Calculating scatter plots using MapReduce

Another useful tool while analyzing data is a Scatter plot. We use Scatter plot to find the relationship between two measurements (dimensions). It plots the two dimensions against each other.

For an example, this recipe analyzes the data to find the relationship between the size of the web pages and the number of hits received by the web page.

The following figure shows a summary of the execution. Here, the mapper calculates and emits the message size (rounded to 1024 bytes) as the key and one as the value. Then the reducer calculates the number of occurrences for each message size:

Calculating scatter plots using MapReduce

Getting ready

  • This recipe assumes that you have followed the first chapter and have installed Hadoop. We will use the HADOOP_HOME variable to refer to the Hadoop installation folder.
  • Start Hadoop by following the instructions in the first chapter.
  • This recipe assumes you are aware of how Hadoop processing works. If you have not already done so, you should follow the recipe Writing a WordCount MapReduce sample, bundling it and running it using standalone Hadoop from Chapter 1, Getting Hadoop Up and Running in a Cluster.

How to do it...

The following steps show how to use MapReduce to calculate the correlation between two datasets:

  1. Download the weblog dataset from ftp://ita.ee.lbl.gov/traces/NASA_access_log_Jul95.gz and unzip it. We will call this DATA_DIR.
  2. Upload the data to HDFS by running following commands from HADOOP_HOME. If /data is already there, clean it up:
    >bin/hadoopdfs -mkdir /data
    >bin/hadoopdfs -mkdir /data/input1
    >bin/hadoopdfs -put <DATA_DIR>/NASA_access_log_Jul95 /data/input1
    
  3. Unzip the source code of this chapter (chapter6.zip). We will call that folder CHAPTER_6_SRC.
  4. Change the hadoop.home property in the CHAPTER_6_SRC/build.xml file to point to your Hadoop installation folder.
  5. Compile the source by running the ant build command from the CHAPTER_6_SRC folder.
  6. Copy the build/lib/hadoop-cookbook-chapter6.jar file to your HADOOP_HOME.
  7. Run the MapReduce job through following command from HADOOP_HOME:
    > bin/hadoop jar hadoop-cookbook-chapter6.jar chapter6.WeblogMessagesizevsHitsProcessor/data/input1 /data/output5
    
  8. Read the results by running the following command:
    >bin/hadoopdfs -cat /data/output5/*
    
  9. Download the results of the last recipe to the local computer by running the following command from HADOOP_HOME:
    > bin/hadoopdfs -get /data/output5/part-r-00000 5.data
    
  10. Copy all the *.plot files from CHAPTER_6_SRC to HADOOP_HOME.
  11. Generate the plot by running the following command from HADOOP_HOME.
    >gnuplot httphitsvsmsgsize.plot
    
  12. It will generate a file called hitsbymsgSize.png, which will look like following screenshot:
    How to do it...

The plot shows a negative correlation between the number of hits and the size of the messages in the log scales, which also suggest a power law distribution.

How it works...

You can find the source for the recipe from src/chapter6/WeblogMessagesizevsHitsProcessor.java.

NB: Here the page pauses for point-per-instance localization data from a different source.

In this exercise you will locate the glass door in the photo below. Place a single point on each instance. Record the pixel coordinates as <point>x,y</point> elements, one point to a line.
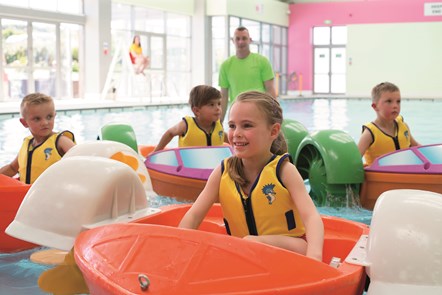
<point>39,57</point>
<point>44,58</point>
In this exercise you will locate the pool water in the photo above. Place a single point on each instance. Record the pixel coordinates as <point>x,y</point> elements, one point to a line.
<point>19,276</point>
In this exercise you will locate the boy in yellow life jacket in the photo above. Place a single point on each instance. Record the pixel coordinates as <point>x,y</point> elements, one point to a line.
<point>43,147</point>
<point>388,132</point>
<point>205,129</point>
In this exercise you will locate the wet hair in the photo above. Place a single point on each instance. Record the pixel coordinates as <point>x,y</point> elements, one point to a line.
<point>273,114</point>
<point>202,95</point>
<point>377,91</point>
<point>241,28</point>
<point>34,99</point>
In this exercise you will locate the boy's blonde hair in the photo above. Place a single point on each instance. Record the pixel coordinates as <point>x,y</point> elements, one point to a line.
<point>34,99</point>
<point>273,112</point>
<point>202,94</point>
<point>377,91</point>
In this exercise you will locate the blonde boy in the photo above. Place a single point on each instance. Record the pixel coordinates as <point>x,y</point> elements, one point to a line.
<point>43,147</point>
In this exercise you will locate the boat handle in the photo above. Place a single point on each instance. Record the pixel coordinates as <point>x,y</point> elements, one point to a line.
<point>144,281</point>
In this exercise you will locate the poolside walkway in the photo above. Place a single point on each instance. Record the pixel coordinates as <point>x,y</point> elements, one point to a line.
<point>12,108</point>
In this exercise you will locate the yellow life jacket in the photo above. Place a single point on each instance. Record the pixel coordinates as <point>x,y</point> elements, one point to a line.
<point>268,209</point>
<point>196,136</point>
<point>32,161</point>
<point>384,143</point>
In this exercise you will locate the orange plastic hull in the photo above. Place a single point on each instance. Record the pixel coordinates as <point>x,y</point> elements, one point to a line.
<point>181,188</point>
<point>12,193</point>
<point>378,182</point>
<point>179,261</point>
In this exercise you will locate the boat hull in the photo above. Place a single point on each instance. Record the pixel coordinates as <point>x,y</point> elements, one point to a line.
<point>180,261</point>
<point>180,188</point>
<point>12,193</point>
<point>377,183</point>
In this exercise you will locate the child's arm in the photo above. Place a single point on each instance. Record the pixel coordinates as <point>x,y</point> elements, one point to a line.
<point>64,144</point>
<point>314,228</point>
<point>10,169</point>
<point>204,202</point>
<point>365,141</point>
<point>178,129</point>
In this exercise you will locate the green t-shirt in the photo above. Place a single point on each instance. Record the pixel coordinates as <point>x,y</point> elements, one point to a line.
<point>250,73</point>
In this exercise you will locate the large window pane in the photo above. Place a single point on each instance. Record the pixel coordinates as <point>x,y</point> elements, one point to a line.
<point>157,51</point>
<point>50,5</point>
<point>177,54</point>
<point>178,25</point>
<point>44,47</point>
<point>276,35</point>
<point>149,20</point>
<point>71,6</point>
<point>70,36</point>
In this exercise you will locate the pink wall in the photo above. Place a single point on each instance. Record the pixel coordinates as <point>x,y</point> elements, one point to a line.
<point>303,17</point>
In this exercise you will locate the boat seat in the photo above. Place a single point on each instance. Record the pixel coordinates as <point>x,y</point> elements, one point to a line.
<point>118,132</point>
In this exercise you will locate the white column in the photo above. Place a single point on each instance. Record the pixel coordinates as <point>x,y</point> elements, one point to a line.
<point>201,45</point>
<point>97,46</point>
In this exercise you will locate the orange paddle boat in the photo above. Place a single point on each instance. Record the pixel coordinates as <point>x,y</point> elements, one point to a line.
<point>182,173</point>
<point>12,193</point>
<point>152,255</point>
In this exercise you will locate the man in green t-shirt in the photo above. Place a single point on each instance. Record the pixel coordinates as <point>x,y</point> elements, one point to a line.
<point>244,71</point>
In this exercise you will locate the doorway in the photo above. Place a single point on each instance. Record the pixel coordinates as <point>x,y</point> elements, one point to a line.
<point>329,58</point>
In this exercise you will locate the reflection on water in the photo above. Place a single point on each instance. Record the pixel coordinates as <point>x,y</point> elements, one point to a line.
<point>18,275</point>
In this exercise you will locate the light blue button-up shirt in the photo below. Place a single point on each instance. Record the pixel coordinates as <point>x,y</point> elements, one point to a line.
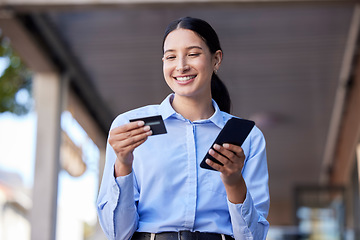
<point>168,190</point>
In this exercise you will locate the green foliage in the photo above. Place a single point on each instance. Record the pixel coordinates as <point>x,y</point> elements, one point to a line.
<point>15,81</point>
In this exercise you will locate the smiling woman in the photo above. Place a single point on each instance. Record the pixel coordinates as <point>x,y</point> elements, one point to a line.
<point>153,186</point>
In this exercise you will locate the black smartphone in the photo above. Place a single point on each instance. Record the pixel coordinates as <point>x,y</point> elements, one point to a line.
<point>234,132</point>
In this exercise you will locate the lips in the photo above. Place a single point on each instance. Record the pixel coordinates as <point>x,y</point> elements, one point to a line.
<point>185,79</point>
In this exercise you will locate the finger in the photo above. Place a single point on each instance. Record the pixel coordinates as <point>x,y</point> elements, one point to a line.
<point>129,141</point>
<point>124,151</point>
<point>219,157</point>
<point>127,127</point>
<point>228,154</point>
<point>118,134</point>
<point>235,149</point>
<point>214,165</point>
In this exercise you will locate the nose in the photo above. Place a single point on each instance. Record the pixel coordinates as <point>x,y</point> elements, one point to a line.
<point>182,65</point>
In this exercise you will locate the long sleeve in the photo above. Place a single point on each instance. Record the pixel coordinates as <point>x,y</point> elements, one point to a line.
<point>116,205</point>
<point>249,218</point>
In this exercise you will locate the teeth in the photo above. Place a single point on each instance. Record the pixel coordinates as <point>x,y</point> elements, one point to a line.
<point>184,78</point>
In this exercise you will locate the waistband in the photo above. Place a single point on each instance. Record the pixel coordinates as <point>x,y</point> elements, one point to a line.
<point>182,235</point>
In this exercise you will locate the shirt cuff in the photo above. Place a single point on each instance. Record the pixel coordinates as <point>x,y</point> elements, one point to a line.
<point>243,215</point>
<point>123,188</point>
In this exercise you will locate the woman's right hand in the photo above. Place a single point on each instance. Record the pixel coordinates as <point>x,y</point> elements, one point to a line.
<point>124,139</point>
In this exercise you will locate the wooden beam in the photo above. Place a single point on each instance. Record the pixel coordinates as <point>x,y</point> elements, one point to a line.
<point>340,98</point>
<point>24,44</point>
<point>349,133</point>
<point>47,94</point>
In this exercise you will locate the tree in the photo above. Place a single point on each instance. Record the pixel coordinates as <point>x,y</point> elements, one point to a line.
<point>15,81</point>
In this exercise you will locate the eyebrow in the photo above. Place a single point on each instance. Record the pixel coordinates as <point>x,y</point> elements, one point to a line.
<point>188,48</point>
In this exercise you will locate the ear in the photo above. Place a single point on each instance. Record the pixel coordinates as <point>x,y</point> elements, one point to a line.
<point>217,59</point>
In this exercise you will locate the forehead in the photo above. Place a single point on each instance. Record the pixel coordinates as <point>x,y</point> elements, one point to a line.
<point>183,38</point>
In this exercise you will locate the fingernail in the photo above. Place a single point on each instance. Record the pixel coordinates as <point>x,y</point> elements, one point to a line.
<point>216,146</point>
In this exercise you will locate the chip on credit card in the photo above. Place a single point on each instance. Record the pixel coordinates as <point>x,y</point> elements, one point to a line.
<point>156,124</point>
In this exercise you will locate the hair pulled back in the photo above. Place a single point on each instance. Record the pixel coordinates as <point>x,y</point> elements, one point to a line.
<point>219,91</point>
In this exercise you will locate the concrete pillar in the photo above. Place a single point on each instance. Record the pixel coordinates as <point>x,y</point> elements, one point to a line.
<point>47,94</point>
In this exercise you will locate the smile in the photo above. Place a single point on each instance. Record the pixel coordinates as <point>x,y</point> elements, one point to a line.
<point>184,79</point>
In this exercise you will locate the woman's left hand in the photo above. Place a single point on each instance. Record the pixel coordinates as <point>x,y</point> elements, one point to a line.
<point>232,157</point>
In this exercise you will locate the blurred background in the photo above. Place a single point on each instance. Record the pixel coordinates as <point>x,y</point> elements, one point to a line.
<point>69,67</point>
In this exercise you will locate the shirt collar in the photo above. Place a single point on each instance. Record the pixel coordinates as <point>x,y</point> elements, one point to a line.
<point>166,111</point>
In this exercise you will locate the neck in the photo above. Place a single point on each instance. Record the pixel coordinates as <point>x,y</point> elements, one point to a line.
<point>193,109</point>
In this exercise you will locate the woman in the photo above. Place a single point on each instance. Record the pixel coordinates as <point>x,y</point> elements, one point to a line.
<point>153,187</point>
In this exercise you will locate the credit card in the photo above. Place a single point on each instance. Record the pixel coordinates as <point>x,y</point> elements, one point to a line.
<point>156,124</point>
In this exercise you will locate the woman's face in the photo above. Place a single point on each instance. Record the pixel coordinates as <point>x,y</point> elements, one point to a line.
<point>188,64</point>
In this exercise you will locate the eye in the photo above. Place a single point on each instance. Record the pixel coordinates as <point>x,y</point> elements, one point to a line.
<point>170,57</point>
<point>194,54</point>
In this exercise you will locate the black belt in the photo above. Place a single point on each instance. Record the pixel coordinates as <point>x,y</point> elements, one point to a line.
<point>182,235</point>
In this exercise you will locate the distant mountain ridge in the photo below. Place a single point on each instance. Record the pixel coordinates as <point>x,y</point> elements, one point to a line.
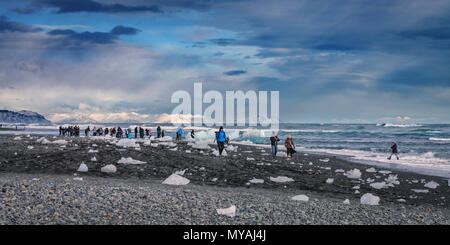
<point>23,116</point>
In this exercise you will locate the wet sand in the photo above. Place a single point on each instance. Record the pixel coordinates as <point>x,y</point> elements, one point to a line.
<point>205,169</point>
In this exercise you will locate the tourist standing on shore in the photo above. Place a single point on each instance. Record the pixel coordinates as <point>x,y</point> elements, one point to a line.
<point>394,151</point>
<point>221,137</point>
<point>274,143</point>
<point>141,132</point>
<point>119,132</point>
<point>179,134</point>
<point>290,146</point>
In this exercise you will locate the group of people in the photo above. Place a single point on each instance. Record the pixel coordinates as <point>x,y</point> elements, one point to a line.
<point>290,146</point>
<point>118,132</point>
<point>288,143</point>
<point>221,138</point>
<point>69,131</point>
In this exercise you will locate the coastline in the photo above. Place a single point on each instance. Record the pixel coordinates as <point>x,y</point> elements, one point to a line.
<point>55,166</point>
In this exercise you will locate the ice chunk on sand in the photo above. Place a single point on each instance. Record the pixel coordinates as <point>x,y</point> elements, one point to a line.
<point>431,185</point>
<point>127,143</point>
<point>392,179</point>
<point>302,198</point>
<point>129,160</point>
<point>165,138</point>
<point>256,181</point>
<point>109,169</point>
<point>180,172</point>
<point>369,180</point>
<point>420,190</point>
<point>369,199</point>
<point>59,142</point>
<point>82,168</point>
<point>216,153</point>
<point>42,140</point>
<point>353,174</point>
<point>378,185</point>
<point>232,148</point>
<point>201,145</point>
<point>176,179</point>
<point>281,179</point>
<point>371,170</point>
<point>230,212</point>
<point>281,154</point>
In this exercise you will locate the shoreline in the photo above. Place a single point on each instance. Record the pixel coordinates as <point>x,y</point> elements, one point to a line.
<point>229,174</point>
<point>60,199</point>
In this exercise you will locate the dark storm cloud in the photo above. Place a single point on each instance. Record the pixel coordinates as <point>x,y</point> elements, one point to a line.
<point>124,30</point>
<point>72,6</point>
<point>235,72</point>
<point>223,41</point>
<point>10,26</point>
<point>93,37</point>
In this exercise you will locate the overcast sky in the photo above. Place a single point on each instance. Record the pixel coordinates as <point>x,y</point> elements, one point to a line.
<point>332,61</point>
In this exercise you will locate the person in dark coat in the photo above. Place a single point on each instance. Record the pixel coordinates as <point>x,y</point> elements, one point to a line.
<point>394,151</point>
<point>158,130</point>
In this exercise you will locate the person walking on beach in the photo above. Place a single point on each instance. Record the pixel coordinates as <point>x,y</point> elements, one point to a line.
<point>394,151</point>
<point>141,132</point>
<point>221,137</point>
<point>179,134</point>
<point>274,143</point>
<point>290,146</point>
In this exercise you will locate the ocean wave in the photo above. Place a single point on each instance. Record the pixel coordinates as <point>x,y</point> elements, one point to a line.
<point>311,131</point>
<point>400,125</point>
<point>439,139</point>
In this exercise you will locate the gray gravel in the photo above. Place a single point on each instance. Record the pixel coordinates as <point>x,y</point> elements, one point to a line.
<point>59,199</point>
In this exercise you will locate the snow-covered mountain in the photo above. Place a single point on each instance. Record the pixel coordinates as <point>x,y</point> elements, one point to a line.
<point>22,117</point>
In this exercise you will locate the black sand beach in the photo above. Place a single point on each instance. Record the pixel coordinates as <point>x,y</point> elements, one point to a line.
<point>215,182</point>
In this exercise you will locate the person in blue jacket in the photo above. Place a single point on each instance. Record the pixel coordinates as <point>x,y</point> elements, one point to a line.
<point>179,134</point>
<point>221,138</point>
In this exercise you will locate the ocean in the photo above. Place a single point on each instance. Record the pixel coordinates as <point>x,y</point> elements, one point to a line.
<point>423,148</point>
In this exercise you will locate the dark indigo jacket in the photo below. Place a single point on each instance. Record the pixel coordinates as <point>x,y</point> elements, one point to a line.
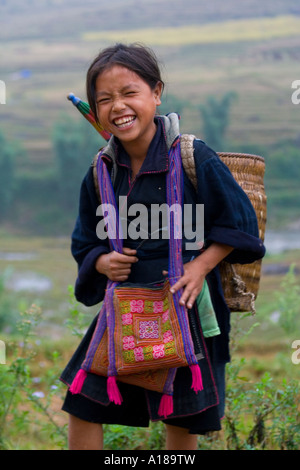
<point>229,218</point>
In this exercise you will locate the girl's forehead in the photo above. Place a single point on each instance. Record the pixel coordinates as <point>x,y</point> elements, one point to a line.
<point>116,74</point>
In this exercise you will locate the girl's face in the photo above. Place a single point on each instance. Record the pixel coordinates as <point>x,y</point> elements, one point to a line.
<point>126,105</point>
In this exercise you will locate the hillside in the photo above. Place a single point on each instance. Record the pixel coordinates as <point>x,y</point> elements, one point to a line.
<point>206,48</point>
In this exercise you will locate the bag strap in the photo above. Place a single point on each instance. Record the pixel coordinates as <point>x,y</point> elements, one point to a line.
<point>187,157</point>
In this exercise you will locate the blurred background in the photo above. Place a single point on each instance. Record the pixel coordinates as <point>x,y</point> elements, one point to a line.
<point>229,68</point>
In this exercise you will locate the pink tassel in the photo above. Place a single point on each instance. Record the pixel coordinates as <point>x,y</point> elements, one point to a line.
<point>166,406</point>
<point>78,381</point>
<point>113,391</point>
<point>197,384</point>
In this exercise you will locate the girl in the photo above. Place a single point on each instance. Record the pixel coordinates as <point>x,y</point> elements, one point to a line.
<point>124,88</point>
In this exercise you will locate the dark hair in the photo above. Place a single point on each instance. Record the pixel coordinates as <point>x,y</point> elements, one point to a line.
<point>135,57</point>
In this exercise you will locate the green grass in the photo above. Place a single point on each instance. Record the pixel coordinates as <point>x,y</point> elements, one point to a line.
<point>254,29</point>
<point>267,349</point>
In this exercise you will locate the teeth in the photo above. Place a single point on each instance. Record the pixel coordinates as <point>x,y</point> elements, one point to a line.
<point>123,121</point>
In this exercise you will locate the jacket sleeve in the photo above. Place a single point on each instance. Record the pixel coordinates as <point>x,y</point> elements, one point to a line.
<point>86,247</point>
<point>229,216</point>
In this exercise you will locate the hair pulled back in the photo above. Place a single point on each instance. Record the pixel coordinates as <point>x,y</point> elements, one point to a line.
<point>136,57</point>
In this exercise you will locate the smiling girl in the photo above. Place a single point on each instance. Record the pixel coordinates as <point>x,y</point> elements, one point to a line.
<point>124,88</point>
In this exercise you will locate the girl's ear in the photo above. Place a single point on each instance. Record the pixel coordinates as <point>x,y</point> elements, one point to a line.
<point>157,93</point>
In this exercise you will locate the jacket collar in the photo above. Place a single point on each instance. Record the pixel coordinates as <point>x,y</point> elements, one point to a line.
<point>157,157</point>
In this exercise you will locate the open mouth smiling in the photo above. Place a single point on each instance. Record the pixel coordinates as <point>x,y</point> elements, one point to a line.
<point>124,121</point>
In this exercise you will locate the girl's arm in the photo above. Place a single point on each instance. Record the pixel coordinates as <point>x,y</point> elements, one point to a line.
<point>196,270</point>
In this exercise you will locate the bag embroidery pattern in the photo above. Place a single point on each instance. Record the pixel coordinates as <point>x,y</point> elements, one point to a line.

The following code segment shows the code for the mapper. Just like earlier recipes, we will use regular expressions to parse the log entries from log files:

public void map(Object key, Text value,
  Context context) throws IOException, InterruptedException
{
  Matcher matcher = httplogPattern.matcher(value.toString());
  if (matcher.matches())
  {
  int size = Integer.parseInt(matcher.group(5));
  context.write(new IntWritable(size / 1024), one);
  }
}

Map task receives each line in the log file as a different key-value pair. It parses the lines using regular expressions and emits the file size as 1024-byte blocks as the key and one as the value.

Then, Hadoop collects all key-value pairs, sorts them, and then invokes the reducer once for each key. Each reducer walks through the values and calculates the count of page accesses for each file size.

public void reduce(IntWritable key, Iterable<IntWritable> values,
  Context context) throws IOException, InterruptedException
{
  int sum = 0;
  for (IntWritableval : values)
  {
    sum += val.get();
  }
  context.write(key, new IntWritable(sum));
}

The main() method of the job looks similar to the earlier recipes.